そして、この中の誰一人でも生きて帰れば経験が『活かされてしまう』。
連中は3人一組の連携を取ることを代表者――女の『引率の先生』――から大声で怒鳴られて何度も走る。集合と分散、展開を広場で繰り返す。全速力。
ハイエース後部に密着するほど近付く。リアウィンドウから車内の荷室を覗くとウォータージャグやアウトドア用保温バッグが幾つも見えた。本格的に人材育成をする為にこのような訓練を幾度と無く繰り返しているのが分かる。水に食料。長時間、体を動かす限り必需品だ。
ハイエースの長い車体の隙間から連携訓練を繰り返す連中の中でも、自分と同じ背丈の女が居る。ニット帽にフライトジャケットを着込んでいるその女が腕を組んで大声で怒鳴って8人に活を入れている。
――――あいつ……『葬儀屋』か!?
かなえの脳内のデータベースにヒットする顔だ。通称『葬儀屋』。名前より二つ名の『葬儀屋』の方が有名だ。かなえと同じ鉄砲玉稼業を生業にする荒事師で、ここ暫くは小さな仕事ばかりこなしていた。経費削減のために実包をばら撒く仕事はしていない……という噂だった。

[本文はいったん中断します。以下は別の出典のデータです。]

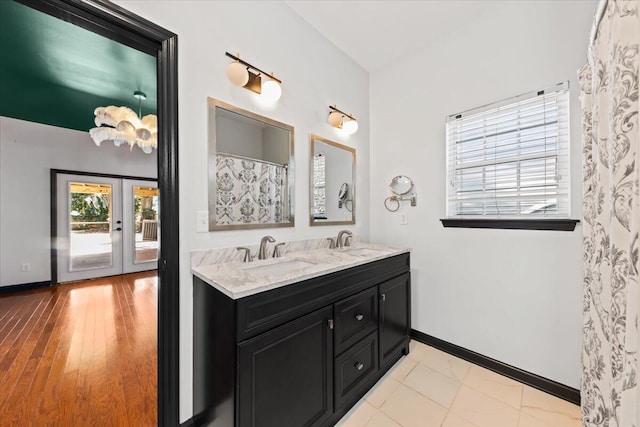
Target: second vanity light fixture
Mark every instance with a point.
(243, 74)
(341, 120)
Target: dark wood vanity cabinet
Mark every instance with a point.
(395, 316)
(286, 374)
(300, 355)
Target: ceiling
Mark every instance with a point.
(375, 33)
(56, 73)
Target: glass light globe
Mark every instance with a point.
(349, 126)
(335, 119)
(271, 90)
(237, 74)
(143, 133)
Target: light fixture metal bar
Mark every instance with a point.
(252, 67)
(341, 112)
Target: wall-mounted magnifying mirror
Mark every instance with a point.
(332, 182)
(250, 170)
(401, 185)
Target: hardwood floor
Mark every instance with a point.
(80, 354)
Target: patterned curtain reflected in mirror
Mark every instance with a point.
(611, 215)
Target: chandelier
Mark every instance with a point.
(123, 126)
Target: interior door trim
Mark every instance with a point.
(116, 23)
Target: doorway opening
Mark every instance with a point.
(115, 23)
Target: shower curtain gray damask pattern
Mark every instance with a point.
(611, 219)
(249, 191)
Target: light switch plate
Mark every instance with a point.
(202, 221)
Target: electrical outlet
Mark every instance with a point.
(202, 221)
(404, 218)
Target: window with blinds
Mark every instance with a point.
(511, 159)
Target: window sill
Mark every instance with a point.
(513, 224)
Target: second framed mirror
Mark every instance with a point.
(332, 177)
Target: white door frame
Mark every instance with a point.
(60, 245)
(129, 264)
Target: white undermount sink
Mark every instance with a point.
(277, 268)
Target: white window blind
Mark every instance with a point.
(510, 159)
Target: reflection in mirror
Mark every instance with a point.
(250, 170)
(332, 192)
(401, 185)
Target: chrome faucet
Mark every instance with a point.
(247, 254)
(262, 252)
(332, 242)
(276, 251)
(339, 241)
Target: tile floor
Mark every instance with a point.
(430, 388)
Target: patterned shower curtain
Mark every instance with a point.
(611, 211)
(250, 191)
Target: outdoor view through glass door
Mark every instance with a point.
(105, 226)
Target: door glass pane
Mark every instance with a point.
(145, 218)
(90, 244)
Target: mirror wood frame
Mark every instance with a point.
(312, 221)
(114, 22)
(213, 104)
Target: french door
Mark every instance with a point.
(105, 226)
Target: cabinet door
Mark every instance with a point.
(286, 374)
(395, 319)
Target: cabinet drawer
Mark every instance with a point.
(355, 367)
(355, 318)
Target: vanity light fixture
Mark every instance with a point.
(243, 74)
(341, 120)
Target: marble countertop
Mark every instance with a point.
(238, 279)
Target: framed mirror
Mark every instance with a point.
(250, 170)
(332, 177)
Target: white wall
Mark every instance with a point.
(273, 149)
(515, 296)
(238, 137)
(27, 153)
(315, 74)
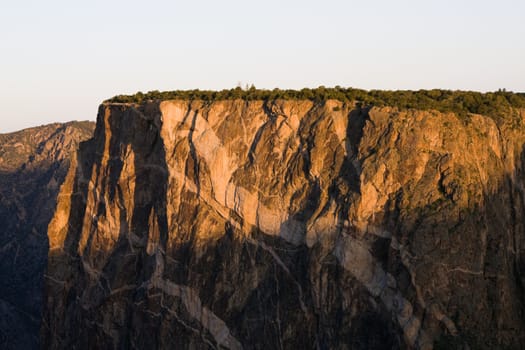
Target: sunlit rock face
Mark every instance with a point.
(33, 164)
(289, 224)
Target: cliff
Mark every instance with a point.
(33, 164)
(289, 224)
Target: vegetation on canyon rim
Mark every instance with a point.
(494, 104)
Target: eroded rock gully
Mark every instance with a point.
(33, 164)
(289, 224)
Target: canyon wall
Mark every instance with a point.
(289, 224)
(33, 164)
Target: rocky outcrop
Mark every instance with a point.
(33, 164)
(289, 224)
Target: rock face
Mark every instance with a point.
(289, 224)
(33, 164)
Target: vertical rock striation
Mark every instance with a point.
(289, 224)
(33, 164)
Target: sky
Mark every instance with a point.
(60, 59)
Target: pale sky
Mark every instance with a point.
(59, 59)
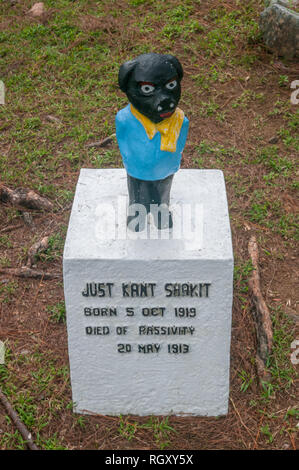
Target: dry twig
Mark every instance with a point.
(26, 272)
(18, 423)
(41, 245)
(25, 198)
(101, 143)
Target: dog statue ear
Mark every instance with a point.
(176, 63)
(124, 73)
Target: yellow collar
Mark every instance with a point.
(169, 128)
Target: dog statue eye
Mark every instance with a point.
(171, 85)
(147, 89)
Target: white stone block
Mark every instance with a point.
(172, 356)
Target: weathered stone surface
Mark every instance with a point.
(164, 352)
(279, 24)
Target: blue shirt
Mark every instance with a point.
(141, 156)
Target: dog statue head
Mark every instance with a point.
(152, 83)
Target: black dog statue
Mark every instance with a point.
(151, 132)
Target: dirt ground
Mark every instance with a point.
(242, 122)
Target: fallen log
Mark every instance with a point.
(26, 272)
(18, 423)
(39, 246)
(25, 198)
(262, 317)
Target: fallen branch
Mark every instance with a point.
(18, 423)
(261, 314)
(26, 272)
(39, 246)
(11, 228)
(25, 198)
(101, 143)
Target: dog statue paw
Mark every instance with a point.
(151, 132)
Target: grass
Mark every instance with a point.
(237, 96)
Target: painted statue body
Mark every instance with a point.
(151, 131)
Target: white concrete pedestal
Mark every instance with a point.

彼女の名前は明野 (あきの)ミカ。書類上はかなえより1つ下の年齢だ。フリーの荒事師で鉄砲玉専門の使い捨てを喧伝し、薄利多売で売り出していたので一時期は業界の人間からも嫌われていた。同じ仕事の質でも、腕前を格安で提供するのは人材を探す側からすれば経済的に助かるが、同業者からは相場の値崩れを引き起こすので度々、衝突していたらしい。
更には鉄砲玉専門といいながら、一方の違う街では窃盗と強盗で糊口を凌いでいたので警察の手入れが入り易いリスクを犯していた。この業界では一人が検挙されれば芋蔓式に同業者が検挙される場合が多いので、他所の業種の縄張りを荒らすような『仕事』は暗黙の了解として法度な部分がある。それも横紙破りにした問題児だ。
「…………?」
かなえは怪訝な視線をミカに送る。
顔つきが……イメージしていた悪辣の顔ではない。もっと落ち着いており、もっと所作がスマートで、噂よりもコミュニケーションがまともだった。